内装工事にかかる資産の耐用年数

Posted on 09/08/2012 by Koji Takahashi

  所有あるいは賃貸しているオフィスに対する内装工事によって計上された固定資産について、税務上は通達に細かな規定がされている。当該解釈については税務調査でも揉める要因になっているようであり、当該内容工事による資産区分及び耐用年数については十分な留意が必要である。

1.賃貸オフィスに関する内装工事(造作)

  これに関しては常識的に考えられる方法での耐用年数を各資産に付して問題がないようである。このケースにおいて耐用年数の適用等に関する取扱通達では以下のように規定されている。

(他人の建物に対する造作の耐用年数)

1-1-3 法人が建物を貸借し自己の用に供するため造作した場合(現に使用している用途を他の用途に変えるために造作した場合を含む。)の造作に要した金額は、当該造作が、建物についてされたときは、当該建物の耐用年数、その造作の種類、用途、使用材質等を勘案して、合理的に見積った耐用年数により、建物附属設備についてされたときは、建物附属設備の耐用年数により償却する。ただし、当該建物について賃借期間の定めがあるもの(賃借期間の更新のできないものに限る。)で、かつ、有益費の請求又は買取請求をすることができないものについては、当該賃借期間を耐用年数として償却することができる。(昭46年直法4-11「1」により改正)

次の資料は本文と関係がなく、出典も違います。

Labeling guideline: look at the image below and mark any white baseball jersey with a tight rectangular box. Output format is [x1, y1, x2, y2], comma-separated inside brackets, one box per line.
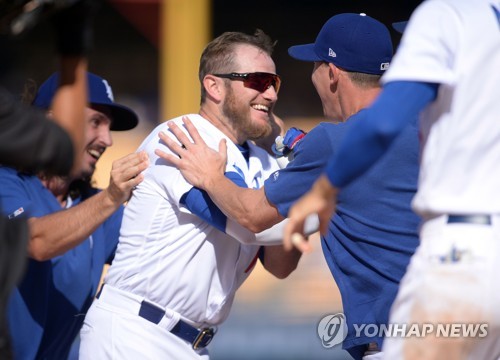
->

(注) 同一の建物(一の区画ごとに用途を異にしている場合には、同一の用途に属する部分)についてした造作は、そのすべてを一の資産として償却をするのであるから、その耐用年数は、その造作全部を総合して見積ることに留意する。

2.所有する建物に関する内装工事(造作)

  所有する建物に関しては上記のようにはいかず、建物と一体として考えられるものは原則として当該建物の耐用年数によることとされている。税務当局は当該内装工事を建物のいわゆるリフォームと考え建物のそのものの耐用年数によることを原則としているようである。しかしながら、実際には耐用年数が相当年数経過しているものに対して、当該資産に建物と同等の耐用年数によることが実態にあっているのかなどの疑問がある。また、税務調査で特に議論になるのが、建物に施した内装工事により発生した資産が当該建物と不可分の場合は、当該資産が他の備品等と同等の耐用年数しかもたない場合でも当該建物と同じ耐用年数によることが指摘されているケースがある。このように現状を鑑みると当該取扱通達自体に問題があるようにも思えるが、争った場合には費用と時間もかかり思った結果には結び付かないこともあることから、内装工事によって取得した固定資産の資産区分をしっかりと行っておくことが重要と考える。資産区分を細かに行っておけば、当該資産区分の除却と除却損の計上が可能となることから、内装工事にかかる資産計上は一括で行わないことが重要である。

(建物の内部造作)

1-2-3 建物の内部に施設された造作については、その造作が建物附属設備に該当する場合を除き、その造作の構造が当該建物の骨格の構造と異なっている場合においても、それを区分しないで当該建物に含めて当該建物の耐用年数を適用する。したがって、例えば、旅館等の鉄筋コンクリート造の建物について、その内部を和風の様式とするため特に木造の内部造作を施設した場合においても、当該内部造作物を建物から分離して、木造建物の耐用年数を適用することはできず、また、工場建物について、温湿度の調整制御、無菌又は無じん空気の汚濁防止、防音、遮光、放射線防御等のために特に内部造作物を施設した場合には、当該内部造作物が機械装置とその効用を一にするとみられるときであっても、当該内部造作物は建物に含めることに留意する。